Это было в 88-м году. Все мои друзья были еще живы, все пришли меня встречать, мы сидели и выпивали. Это было безумно трогательно. Большое потрясение. Да, Москва была еще узнаваема. Она просто вся вросла в грязь. Все названия были старыми, я знал, в какое метро сесть, где выйти. У меня были полные карманы денег, потому что уже были какие-то публикации, а в Москве деньги были еще советские. Огромные деньги по тем временам (кажется, 700 рублей). Но я не мог на эти деньги в Москве поесть. Везде стояли ларьки «Куры-гриль», но никаких кур не было. И все говорили про тряпки. Я слышал обрывки этих разговоров как бы чужим ухом (не помню, чтобы так говорили раньше, в мою молодость, хотя, может быть, я ошибаюсь). В 88-м году мне запомнилось, что все говорили о чем-то материальном, люди были некрасивы и плохо одеты. А я был в пиджаке и галстуке, и это было очень странно, потому что так одет был я один. Потом, правда, я нашел еще одного – какого-то кавказского человека в «Макдоналдсе» (мы сидели за одним столиком), который выглядел как будто из будущего: на нем был костюм от Brooks Brothers, очень дорогая рубашка, дороже моей.
В Москве Сопровский устроил мне чтение в Клубе медработников. Большой зал был набит. Я в тот период не писал стихов, но почитал старые. Из публики меня спросили, знаю ли я Наума Коржавина, и, хотя я сказал, что знаю, но у нас не очень хорошие отношения, разговор после этого шел уже только о Коржавине. Про других спрашивали меньше. Разве что про Соколова. Но он и сам вскоре туда приехал. Про Солженицына тоже спрашивали, но тут возникало сильное непонимание: я не мог привыкнуть к тому почтительному тону, в котором они говорили о Солженицыне. В тот первый приезд все было очень эмоционально.

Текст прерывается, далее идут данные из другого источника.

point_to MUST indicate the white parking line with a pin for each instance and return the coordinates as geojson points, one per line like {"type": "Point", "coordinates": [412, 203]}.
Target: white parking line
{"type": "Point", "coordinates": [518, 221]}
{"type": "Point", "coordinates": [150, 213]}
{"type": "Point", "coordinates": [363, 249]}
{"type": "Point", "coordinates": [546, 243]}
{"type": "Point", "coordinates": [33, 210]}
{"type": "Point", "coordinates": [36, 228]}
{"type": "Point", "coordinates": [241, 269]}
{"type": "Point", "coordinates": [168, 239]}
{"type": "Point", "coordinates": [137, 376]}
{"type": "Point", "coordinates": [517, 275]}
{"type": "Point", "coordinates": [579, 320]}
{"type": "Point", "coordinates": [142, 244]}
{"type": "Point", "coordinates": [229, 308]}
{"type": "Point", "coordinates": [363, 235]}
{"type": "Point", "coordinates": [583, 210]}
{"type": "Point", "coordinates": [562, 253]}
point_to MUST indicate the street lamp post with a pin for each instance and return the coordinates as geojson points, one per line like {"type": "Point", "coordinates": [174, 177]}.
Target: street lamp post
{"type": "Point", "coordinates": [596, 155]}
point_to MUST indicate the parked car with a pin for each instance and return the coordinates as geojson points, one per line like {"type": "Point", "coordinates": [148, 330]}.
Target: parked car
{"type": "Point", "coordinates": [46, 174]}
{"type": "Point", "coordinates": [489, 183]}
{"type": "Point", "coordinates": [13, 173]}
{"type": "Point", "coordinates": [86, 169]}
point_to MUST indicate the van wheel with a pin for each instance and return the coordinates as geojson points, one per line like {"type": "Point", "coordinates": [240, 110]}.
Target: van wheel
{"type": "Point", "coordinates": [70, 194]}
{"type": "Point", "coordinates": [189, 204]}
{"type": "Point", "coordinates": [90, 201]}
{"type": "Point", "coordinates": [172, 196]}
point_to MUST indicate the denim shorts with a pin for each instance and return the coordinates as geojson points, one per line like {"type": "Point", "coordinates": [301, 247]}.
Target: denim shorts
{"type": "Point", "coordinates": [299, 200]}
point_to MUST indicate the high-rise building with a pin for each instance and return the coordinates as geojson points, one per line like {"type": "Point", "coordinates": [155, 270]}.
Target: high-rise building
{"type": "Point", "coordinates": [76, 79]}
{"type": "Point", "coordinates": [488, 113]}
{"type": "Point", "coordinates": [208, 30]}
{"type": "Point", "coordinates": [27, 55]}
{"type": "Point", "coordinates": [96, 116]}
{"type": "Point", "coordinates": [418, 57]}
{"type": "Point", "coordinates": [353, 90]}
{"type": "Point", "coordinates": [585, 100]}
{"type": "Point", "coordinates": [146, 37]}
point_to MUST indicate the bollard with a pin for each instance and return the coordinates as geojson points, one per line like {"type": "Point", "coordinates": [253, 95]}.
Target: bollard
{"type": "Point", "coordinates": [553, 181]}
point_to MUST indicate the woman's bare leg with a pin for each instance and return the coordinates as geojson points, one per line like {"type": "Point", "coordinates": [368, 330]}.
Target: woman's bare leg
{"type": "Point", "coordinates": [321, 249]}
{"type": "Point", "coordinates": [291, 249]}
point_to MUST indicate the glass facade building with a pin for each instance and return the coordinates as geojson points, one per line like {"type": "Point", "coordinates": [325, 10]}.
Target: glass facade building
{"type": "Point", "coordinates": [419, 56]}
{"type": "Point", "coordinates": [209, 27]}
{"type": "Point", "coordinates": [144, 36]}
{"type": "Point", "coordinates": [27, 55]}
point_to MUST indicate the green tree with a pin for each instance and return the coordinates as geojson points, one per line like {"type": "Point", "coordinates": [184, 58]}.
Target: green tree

Еще я съездил тогда в Запорожье, где на меня были всякие гонения, но и поклонников была масса. Это была моя первая и последняя – или, может быть, предпоследняя – поездка, когда Россия была еще узнаваемой страной. То есть можно было думать, возвращаться туда или нет. Сейчас эта страна совершенно не моя, там только говорят по-русски, живут друзья.
В 81-м году в Лос-Анджелесе проходила конференция «Третья волна», куда съехалось большинство писателей вашего поколения эмиграции (в том числе Коржавин, Лимонов, Соколов). Какое значение эта конференция имела лично для вас? И что она поменяла в жизни третьей волны?
Я был тогда аспирантом в Мичигане и участвовал в качестве приглашенного писателя. Для нас тогда было важно провести грань между нами и «военной эмиграцией», то есть второй волной. Были, конечно, еще какие-то обломки первой эмиграции, причем даже больше в Сан-Франциско, куда приезжали из Китая, чем в Нью-Йорке. Но настоящих эмигрантов первой волны было уже немного (были их дети, выросшие в Харбине, Рио-де-Жанейро, Белграде). Но главным образом на той конференции возникло противостояние между старым совписовским кадром, который толкал позицию, что надо бороться с советской властью, и нами, молодежью (я, Лимонов и Саша Соколов). Я, собственно, тоже боролся с советской властью, но, в отличие от тех, не состоял в Союзе писателей. Мы вступались за литературу и выступали против того, чтобы она использовалась как орудие борьбы с советской властью[118]. Помню еще, что там я покрыл Коржавина, у которого была любимая речевка, что, мол, Бродский – плохой поэт, но при этом у него есть одно хорошее стихотворение (не помню, какое он называл). И я ему сказал, что о нем думаю.